Mengenal Sejarah Terbentuknya Timor Leste, Diduduki Portugal Hingga Pisah Dari Indonesia
Ryan Nong July 05, 2026 11:41 PM

POS-KUPANG.COM- Timor-Leste dengan nama resmi Republik Demokratik Timor-Leste yang sebelum merdeka bernama Timor Timur, adalah sebuah negara pulau di Asia Tenggara dan Oseania. Negara ini berada di sebelah utara Australia dan bagian timur pulau Timor.

Selain itu wilayah negara ini juga meliputi pulau Kambing atau Atauro, Jaco, dan eksklave Oe-Cusse Ambeno di Timor Barat. Negara ini memiliki luas sekitar 15.007 kilometer persegi dengan Dili, kota di pesisir utara Pulau Timor, menjadi ibu kota dan kota terbesarnya.

Pulau Timor sendiri pertama kali ditinggali oleh Orang Papua dan Orang Austronesia. Hal ini menciptakan campuran budaya dan bahasa yang dipengaruhi oleh kebudayaan lain di Asia Tenggara dan Melanesia.

Baca juga: Timor Leste dan Vietnam Akan Berkolaborasi di Bidang Hukum dan Keadilan

Timor Timur kemudian berada di bawah pengaruh Portugal sejak abad ke-16, dan wilayah yang diduduki dikenal sebagai Timor Portugis sampai tahun 1975, ketika Front Revolusi Kemerdekaan Timor-Leste (FRETILIN) mengumumkan kemerdekaan wilayah tersebut. 

Konflik internal setelah deklarasi tersebut berujung pada invasi Indonesia dan aneksasi atas Timor Timur.
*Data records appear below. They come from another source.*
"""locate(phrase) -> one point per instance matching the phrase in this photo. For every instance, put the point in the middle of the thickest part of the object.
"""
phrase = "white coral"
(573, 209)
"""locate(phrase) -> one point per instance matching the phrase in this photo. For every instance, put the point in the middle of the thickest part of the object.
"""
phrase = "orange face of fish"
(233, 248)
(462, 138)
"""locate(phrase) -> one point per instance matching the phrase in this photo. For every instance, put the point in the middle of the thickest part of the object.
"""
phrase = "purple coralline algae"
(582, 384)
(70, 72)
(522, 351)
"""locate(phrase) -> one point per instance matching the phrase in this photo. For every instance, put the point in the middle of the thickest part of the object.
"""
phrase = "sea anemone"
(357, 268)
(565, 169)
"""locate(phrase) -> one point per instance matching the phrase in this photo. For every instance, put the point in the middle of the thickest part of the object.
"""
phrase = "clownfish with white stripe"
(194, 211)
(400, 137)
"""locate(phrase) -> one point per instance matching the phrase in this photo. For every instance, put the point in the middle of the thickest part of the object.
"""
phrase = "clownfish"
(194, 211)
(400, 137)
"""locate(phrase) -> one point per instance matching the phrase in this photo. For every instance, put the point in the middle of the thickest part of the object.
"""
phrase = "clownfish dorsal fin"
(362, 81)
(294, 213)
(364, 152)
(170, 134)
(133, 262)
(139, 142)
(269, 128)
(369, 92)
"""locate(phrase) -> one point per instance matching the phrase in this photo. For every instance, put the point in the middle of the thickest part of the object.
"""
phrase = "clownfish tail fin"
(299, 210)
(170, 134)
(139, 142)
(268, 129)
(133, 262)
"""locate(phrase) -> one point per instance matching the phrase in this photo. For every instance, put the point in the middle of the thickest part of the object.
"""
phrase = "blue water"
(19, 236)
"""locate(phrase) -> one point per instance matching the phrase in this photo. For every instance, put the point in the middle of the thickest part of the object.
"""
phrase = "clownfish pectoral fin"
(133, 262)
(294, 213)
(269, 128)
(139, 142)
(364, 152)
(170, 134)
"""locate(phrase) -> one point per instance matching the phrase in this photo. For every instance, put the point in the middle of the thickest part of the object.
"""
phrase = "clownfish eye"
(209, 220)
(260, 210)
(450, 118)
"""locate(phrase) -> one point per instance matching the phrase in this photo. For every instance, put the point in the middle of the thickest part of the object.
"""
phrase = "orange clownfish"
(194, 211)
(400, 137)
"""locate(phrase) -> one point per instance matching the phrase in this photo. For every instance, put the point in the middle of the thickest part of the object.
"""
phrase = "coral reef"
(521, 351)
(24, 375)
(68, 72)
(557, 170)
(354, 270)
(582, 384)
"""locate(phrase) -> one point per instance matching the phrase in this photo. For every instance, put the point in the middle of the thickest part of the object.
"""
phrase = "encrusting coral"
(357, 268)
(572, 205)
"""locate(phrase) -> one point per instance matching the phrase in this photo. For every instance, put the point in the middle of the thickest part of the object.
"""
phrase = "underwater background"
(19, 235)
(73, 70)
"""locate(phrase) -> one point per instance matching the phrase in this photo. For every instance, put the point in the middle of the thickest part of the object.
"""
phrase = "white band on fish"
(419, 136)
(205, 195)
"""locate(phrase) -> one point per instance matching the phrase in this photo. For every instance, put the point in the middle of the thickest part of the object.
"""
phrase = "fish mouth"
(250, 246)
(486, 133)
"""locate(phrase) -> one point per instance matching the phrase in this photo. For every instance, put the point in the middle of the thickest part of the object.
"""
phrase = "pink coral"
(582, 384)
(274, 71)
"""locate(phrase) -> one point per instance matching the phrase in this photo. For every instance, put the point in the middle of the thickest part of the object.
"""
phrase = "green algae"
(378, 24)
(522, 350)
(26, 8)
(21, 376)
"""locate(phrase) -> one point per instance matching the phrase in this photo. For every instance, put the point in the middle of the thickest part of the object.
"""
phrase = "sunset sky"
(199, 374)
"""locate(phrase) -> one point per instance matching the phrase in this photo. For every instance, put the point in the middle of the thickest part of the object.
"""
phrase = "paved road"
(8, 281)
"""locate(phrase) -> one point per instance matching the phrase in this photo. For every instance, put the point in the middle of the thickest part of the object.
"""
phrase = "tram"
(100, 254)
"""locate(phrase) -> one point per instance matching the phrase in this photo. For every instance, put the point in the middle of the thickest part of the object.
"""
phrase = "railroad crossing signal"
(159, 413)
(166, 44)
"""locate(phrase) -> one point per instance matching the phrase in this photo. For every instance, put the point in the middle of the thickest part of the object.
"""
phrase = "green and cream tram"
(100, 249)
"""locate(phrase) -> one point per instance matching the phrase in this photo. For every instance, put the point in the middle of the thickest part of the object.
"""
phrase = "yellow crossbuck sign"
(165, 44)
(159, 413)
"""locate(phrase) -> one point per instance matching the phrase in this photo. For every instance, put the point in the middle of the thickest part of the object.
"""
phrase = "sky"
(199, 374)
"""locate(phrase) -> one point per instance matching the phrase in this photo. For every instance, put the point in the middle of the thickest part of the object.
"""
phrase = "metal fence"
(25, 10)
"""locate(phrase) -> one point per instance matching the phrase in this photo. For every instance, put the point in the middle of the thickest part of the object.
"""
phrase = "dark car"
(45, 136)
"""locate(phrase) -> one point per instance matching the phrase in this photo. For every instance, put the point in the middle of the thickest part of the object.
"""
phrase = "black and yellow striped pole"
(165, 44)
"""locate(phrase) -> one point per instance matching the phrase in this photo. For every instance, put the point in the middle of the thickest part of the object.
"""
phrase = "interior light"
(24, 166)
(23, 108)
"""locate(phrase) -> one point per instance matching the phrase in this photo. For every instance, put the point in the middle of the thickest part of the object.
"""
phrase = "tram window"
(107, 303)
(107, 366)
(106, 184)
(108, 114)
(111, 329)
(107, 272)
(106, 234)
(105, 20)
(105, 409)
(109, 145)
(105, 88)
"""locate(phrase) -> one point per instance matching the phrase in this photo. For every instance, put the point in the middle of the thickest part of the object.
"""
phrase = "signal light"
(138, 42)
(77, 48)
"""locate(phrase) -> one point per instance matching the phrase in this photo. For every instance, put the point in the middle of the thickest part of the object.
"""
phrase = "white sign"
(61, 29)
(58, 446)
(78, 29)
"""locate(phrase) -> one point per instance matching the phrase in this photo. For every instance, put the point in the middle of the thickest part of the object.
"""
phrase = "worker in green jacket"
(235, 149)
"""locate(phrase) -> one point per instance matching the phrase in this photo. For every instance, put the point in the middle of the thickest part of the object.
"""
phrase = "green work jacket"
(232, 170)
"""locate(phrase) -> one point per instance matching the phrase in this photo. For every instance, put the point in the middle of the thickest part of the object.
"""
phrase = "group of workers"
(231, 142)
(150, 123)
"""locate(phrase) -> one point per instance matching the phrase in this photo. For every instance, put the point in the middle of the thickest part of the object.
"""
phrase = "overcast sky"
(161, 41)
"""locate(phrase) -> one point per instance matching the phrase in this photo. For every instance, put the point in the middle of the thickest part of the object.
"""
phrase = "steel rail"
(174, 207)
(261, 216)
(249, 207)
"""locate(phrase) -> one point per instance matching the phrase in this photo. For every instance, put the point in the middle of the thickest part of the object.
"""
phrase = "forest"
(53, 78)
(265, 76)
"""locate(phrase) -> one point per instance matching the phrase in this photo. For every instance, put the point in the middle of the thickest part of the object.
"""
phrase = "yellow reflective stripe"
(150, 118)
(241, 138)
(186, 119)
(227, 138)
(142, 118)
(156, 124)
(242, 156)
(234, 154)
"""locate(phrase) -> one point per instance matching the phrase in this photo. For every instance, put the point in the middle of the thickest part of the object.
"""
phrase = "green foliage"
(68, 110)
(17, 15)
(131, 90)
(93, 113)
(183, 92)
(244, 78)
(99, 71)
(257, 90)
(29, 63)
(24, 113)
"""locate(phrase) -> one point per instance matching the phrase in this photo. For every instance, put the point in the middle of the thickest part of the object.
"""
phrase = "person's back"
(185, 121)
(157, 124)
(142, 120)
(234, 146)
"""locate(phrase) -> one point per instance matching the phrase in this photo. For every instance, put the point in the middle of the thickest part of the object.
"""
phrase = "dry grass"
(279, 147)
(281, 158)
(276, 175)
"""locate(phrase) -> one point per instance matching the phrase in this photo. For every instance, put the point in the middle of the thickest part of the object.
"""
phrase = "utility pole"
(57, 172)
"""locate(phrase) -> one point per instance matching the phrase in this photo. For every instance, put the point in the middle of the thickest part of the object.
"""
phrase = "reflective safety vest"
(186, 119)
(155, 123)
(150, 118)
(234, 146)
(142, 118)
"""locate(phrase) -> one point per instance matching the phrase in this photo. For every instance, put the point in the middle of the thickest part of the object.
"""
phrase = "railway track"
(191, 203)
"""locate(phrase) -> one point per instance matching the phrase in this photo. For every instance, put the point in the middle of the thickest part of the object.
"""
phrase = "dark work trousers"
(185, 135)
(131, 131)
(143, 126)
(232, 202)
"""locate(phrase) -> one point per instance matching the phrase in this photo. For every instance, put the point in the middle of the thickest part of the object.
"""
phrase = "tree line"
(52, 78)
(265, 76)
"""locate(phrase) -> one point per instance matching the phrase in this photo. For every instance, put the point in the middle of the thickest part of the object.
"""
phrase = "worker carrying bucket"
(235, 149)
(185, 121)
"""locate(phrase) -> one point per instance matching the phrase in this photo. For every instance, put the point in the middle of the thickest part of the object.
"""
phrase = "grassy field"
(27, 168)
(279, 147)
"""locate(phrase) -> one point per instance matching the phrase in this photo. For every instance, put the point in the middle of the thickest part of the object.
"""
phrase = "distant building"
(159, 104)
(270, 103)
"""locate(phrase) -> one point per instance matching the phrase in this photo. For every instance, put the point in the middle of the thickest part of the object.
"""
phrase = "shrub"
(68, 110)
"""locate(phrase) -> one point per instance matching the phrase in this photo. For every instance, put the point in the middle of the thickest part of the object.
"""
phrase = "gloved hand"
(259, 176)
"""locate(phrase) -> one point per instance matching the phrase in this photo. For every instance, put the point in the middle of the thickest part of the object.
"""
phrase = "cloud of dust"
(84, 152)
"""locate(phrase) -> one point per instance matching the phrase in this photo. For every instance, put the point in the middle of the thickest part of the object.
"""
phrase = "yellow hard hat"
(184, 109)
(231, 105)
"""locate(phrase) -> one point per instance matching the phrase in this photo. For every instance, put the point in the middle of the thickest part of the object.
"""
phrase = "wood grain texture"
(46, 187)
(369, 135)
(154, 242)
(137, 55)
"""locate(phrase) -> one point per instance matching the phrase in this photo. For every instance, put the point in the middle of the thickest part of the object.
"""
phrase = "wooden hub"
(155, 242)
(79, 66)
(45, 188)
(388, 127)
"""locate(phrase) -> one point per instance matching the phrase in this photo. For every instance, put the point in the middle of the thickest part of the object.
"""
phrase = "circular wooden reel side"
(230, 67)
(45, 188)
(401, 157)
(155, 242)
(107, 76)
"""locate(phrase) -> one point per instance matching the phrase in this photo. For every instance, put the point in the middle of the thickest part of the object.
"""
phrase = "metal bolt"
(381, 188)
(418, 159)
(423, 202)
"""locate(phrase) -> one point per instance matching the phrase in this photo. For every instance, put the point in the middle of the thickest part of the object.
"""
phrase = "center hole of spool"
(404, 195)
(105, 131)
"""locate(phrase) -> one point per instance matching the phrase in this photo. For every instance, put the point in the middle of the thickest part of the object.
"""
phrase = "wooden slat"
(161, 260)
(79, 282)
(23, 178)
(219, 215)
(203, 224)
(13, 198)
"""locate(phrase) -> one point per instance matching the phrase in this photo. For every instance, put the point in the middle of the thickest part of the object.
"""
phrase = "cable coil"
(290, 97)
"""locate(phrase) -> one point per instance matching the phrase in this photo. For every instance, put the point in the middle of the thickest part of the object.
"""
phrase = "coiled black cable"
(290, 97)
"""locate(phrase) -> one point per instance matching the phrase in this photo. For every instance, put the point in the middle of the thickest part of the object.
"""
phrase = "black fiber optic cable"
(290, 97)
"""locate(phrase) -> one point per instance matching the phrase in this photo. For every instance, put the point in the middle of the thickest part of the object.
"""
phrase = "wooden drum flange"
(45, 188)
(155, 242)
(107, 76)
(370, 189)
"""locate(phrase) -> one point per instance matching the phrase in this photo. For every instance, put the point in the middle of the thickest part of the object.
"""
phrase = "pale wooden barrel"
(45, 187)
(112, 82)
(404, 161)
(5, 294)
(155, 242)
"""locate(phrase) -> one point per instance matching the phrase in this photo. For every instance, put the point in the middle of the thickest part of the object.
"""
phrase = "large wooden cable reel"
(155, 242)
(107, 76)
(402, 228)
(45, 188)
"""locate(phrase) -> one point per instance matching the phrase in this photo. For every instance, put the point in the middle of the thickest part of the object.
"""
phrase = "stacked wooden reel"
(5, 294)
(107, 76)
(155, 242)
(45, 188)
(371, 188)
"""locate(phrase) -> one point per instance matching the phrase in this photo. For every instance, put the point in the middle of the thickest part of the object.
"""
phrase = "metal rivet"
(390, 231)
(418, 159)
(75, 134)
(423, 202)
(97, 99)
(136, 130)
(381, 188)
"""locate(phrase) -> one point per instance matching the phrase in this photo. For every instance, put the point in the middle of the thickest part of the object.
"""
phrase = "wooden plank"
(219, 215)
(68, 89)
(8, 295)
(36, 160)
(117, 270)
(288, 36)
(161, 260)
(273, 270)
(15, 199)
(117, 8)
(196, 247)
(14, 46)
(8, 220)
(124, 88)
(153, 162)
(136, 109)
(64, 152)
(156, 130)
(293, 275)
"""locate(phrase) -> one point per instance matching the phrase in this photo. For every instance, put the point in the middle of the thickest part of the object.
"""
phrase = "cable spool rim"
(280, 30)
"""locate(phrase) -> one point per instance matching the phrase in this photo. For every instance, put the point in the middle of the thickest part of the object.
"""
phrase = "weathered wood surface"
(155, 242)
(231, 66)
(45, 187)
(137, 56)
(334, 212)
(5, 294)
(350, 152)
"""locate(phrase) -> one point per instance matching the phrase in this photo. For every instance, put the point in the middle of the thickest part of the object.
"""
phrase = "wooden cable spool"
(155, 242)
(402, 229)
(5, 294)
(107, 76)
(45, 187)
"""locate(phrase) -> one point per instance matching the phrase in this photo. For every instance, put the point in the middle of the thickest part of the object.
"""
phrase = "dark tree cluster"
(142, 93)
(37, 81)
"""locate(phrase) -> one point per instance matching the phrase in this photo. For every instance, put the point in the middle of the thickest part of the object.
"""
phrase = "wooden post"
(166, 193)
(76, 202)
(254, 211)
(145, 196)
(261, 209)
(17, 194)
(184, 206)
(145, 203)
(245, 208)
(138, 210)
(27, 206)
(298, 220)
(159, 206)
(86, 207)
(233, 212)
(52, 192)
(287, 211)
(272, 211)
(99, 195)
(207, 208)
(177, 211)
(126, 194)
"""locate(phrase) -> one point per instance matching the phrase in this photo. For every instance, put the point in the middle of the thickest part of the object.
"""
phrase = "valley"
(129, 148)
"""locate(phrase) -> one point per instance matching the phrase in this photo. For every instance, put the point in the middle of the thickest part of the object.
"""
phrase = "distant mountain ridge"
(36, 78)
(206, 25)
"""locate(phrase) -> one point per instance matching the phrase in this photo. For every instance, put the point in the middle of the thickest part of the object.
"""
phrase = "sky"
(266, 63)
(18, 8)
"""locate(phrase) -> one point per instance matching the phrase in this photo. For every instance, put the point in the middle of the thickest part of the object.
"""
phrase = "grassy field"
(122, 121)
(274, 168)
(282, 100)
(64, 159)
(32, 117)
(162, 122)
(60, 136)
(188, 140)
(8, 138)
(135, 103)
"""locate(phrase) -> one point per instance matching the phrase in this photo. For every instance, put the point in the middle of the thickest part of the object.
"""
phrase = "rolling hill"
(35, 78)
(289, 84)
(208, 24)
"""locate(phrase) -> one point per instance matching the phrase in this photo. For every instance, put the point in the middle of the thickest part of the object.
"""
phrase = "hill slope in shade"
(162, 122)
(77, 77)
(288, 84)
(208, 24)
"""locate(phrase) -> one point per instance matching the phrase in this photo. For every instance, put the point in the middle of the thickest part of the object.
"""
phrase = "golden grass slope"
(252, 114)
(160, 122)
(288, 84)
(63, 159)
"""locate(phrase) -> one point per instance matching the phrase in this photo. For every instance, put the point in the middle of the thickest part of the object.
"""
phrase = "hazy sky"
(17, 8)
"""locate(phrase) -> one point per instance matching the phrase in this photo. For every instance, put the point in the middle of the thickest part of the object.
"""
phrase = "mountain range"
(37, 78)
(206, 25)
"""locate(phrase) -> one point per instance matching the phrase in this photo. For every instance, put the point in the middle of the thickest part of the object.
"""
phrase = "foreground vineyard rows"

Timor Timur dinyatakan sebagai provinsi ke-27 oleh Indonesia pada tahun berikutnya. Pendudukan Indonesia di Timor Timur ditandai oleh konflik yang sangat keras selama beberapa dasawarsa antara kelompok separatis (khususnya FRETILIN) dan militer Indonesia.

Pada tanggal 30 Agustus 1999, dalam sebuah referendum yang disponsori Perserikatan Bangsa-Bangsa (PBB), rakyat Timor Timur menentukan nasibnya sendiri untuk lepas dan merdeka dari Indonesia. Pada tanggal 20 Mei 2002, Timor Timur merdeka sebagai Timor Leste, menjadikan negara ini sebagai negara merdeka berdaulat pertama di abad ke-21. Pada tahun yang sama, hubungannya dengan Indonesia kembali pulih, dan Indonesia menjadi negara yang mendukung aksesi Timor Leste ke ASEAN.

Bentuk pemerintahan Timor Leste berupa sistem semi-presidensial, di mana presiden yang dipilih secara demokratis berbagi kekuasaan dengan perdana menteri yang ditunjuk oleh Parlemen Nasional. Kekuasaan terpusat di bawah pemerintahan nasional, meski pemimpin daerah juga memiliki pengaruh secara tidak langsung dalam pemerintahan.

Negara ini merupakan anggota dari Komunitas Negara-Negara Berbahasa Portugis, pengamat di Forum Kepulauan Pasifik, dan menjadi anggota ASEAN pada bulan Oktober 2025. Perekonomian negara ini relatif lemah, umumnya mengandalkan sumber daya alam (termasuk minyak) dan bantuan internasional.

Populasi Timor Leste sekitar 1,34 juta penduduk menurut sensus tahun 2022, dan lebih didominasi oleh kaum muda akibat meningkatnya angka kelahiran di negara tersebut.

Pendidikan telah meningkatkan angka melek huruf di Timor Leste, terutama dalam bahasa resmi negara, bahasa Portugis dan bahasa Tetun. Selain kedua bahasa tersebut, Timor Leste juga memiliki 30 bahasa lokal yang aktif digunakan di negara tersebut. Timor-Leste merupakah salah satu dari hanya dua negara di Asia yang mayoritas agama penduduknya adalah Kristen, negara lainnya adalah Filipina.